Dear nice friendly person:
No, I don’t feel fine. Thankyou for saying I am looking really well. I know that you are only trying to be kind and upbuilding. Unfortunately it reminds me of the fact that even when I feel sick people think I’m doing well, and therefore I must be putting it on.I know this is not the case, but I think it anyway.
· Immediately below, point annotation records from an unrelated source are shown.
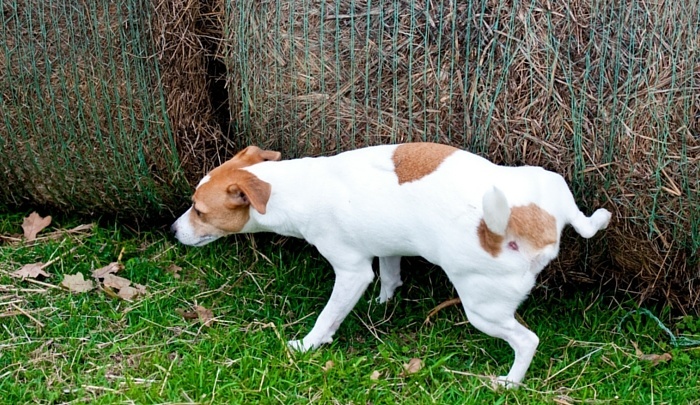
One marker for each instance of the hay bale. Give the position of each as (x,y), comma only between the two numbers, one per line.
(102,105)
(603,92)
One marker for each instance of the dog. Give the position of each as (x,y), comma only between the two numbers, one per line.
(491,228)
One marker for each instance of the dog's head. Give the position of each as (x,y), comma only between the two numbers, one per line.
(221,203)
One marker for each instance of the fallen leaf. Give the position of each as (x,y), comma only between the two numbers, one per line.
(186,314)
(414,365)
(174,270)
(33,224)
(112,281)
(76,283)
(128,293)
(33,270)
(206,316)
(653,358)
(111,268)
(563,400)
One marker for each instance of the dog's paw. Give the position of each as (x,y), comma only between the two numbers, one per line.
(298,346)
(503,382)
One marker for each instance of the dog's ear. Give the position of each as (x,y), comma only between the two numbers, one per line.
(249,190)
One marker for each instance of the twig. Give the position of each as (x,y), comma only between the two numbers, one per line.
(28,315)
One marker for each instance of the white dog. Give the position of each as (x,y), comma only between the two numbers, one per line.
(491,228)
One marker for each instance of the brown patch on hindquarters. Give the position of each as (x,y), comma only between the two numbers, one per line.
(528,223)
(413,161)
(534,225)
(490,241)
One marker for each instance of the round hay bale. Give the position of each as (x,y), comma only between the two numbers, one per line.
(601,91)
(103,105)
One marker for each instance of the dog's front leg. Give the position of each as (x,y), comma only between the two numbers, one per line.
(350,283)
(390,277)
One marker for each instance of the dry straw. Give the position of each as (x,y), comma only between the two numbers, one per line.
(602,91)
(103,103)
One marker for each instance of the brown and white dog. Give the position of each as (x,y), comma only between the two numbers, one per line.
(491,228)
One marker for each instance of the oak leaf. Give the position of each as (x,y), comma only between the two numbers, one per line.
(33,270)
(77,283)
(174,269)
(413,366)
(33,224)
(206,316)
(111,268)
(112,281)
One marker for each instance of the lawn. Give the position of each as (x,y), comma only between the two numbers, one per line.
(212,324)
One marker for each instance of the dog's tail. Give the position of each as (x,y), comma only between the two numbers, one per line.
(496,211)
(589,226)
(497,214)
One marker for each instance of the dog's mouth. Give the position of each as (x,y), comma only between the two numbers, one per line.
(205,240)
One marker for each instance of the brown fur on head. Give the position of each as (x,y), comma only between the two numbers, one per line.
(222,199)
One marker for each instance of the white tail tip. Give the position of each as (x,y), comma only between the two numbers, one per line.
(496,211)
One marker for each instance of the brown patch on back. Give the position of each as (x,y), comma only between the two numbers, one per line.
(533,224)
(528,223)
(413,161)
(490,242)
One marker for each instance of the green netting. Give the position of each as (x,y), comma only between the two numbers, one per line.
(603,91)
(88,119)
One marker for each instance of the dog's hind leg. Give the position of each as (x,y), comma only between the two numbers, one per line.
(389,276)
(495,316)
(350,283)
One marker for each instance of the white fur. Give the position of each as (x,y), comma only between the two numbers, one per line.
(496,211)
(352,208)
(204,180)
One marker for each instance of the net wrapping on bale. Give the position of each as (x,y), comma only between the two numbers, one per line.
(98,102)
(604,92)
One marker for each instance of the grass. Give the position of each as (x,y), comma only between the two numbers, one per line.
(61,347)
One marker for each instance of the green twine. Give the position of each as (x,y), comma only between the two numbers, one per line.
(676,341)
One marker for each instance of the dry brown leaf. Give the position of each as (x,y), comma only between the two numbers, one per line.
(111,268)
(186,314)
(174,269)
(413,366)
(563,400)
(34,224)
(206,316)
(653,358)
(33,270)
(76,283)
(112,281)
(128,293)
(329,365)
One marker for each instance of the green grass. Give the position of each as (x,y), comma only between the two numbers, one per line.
(264,290)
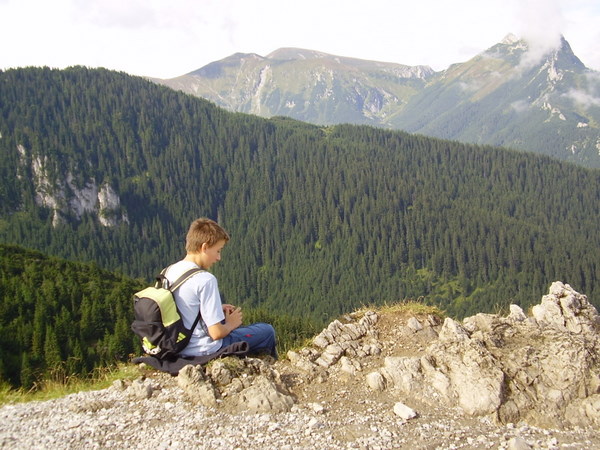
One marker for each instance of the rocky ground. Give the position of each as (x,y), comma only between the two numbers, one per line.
(332,409)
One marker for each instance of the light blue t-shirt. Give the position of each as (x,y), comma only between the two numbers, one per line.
(200,292)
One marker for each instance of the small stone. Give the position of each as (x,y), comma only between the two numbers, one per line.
(404,412)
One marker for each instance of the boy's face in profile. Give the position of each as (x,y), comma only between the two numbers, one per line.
(211,255)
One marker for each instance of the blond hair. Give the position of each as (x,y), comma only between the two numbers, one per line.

I am sorry, nice friendly person, that I am not talking much back to you. It is kind of you to ask me all about things I am up to in my life and work but I am using my last bit of energy to breathe at the moment. I am not being rude to you, I would love to talk more, and feel so awful that I must be giving the impression of someone totally disinterested and ungrateful. Inside I feel sad. But I cannot form the words, today they are too tiring. Please read the Spoon Theory – you may get a glimpse of how it is. For now though, I wish I could say this to you. Be honest. But I smile, say I’m fine, and attempt to eke out a few words in response to your kindness. I then go, leaving you feeling like I’m pretty unfriendly. I am sorry. If you got to know me, you’d realise I’m quite nice really.
Dear lovely friend:
I’m sorry I couldn’t hold a coherent conversation with you on the phone. I love chatting with you but worry you must think I don’t want to be bothered with you, can’t wait to get off the phone. I’m sorry. My pain is making it difficult to talk and draining energy for chat, and the drugs addle me somewhat. I’d love to have a good long girlie chat, but today I cannot. It’s not you, it’s me, and all that.
Dear Daughter and Daughter’s friends:
I’m delighted you are having fun together today. I would love to be up and about making cakes for you and giving you drinks and making you feel welcome and at home. I am so sorry I’m huddled on the sofa under a blanket looking pretty rank. I worry about your impressions of me. I shouldn’t. I wish, DD, that I could be a better Mum for you.
I’d love to play games with you all day. I wonder if you think I don’t care very much about you sometimes, when you’ve asked me and I’ve yet again said no. And when you’ve asked me for a story and I’ve said not tonight. Tonight I just haven’t got the breath, DS. I love you so much and wish I could do more for you and with you. I’ll read that story soon.
Dear Random Stranger:
Please don’t ask me what I do, or suggest what I could do. OK? Thanks. 🙂
Dear Adventure Bloke:
I am so grateful I never have to pretend with you, or apologise for being ill. Not that I’d get away with such antics.
Thanks that you know all these things and all these thoughts and all these feelings. And I never have to pretend with you. And I know you’re always with me.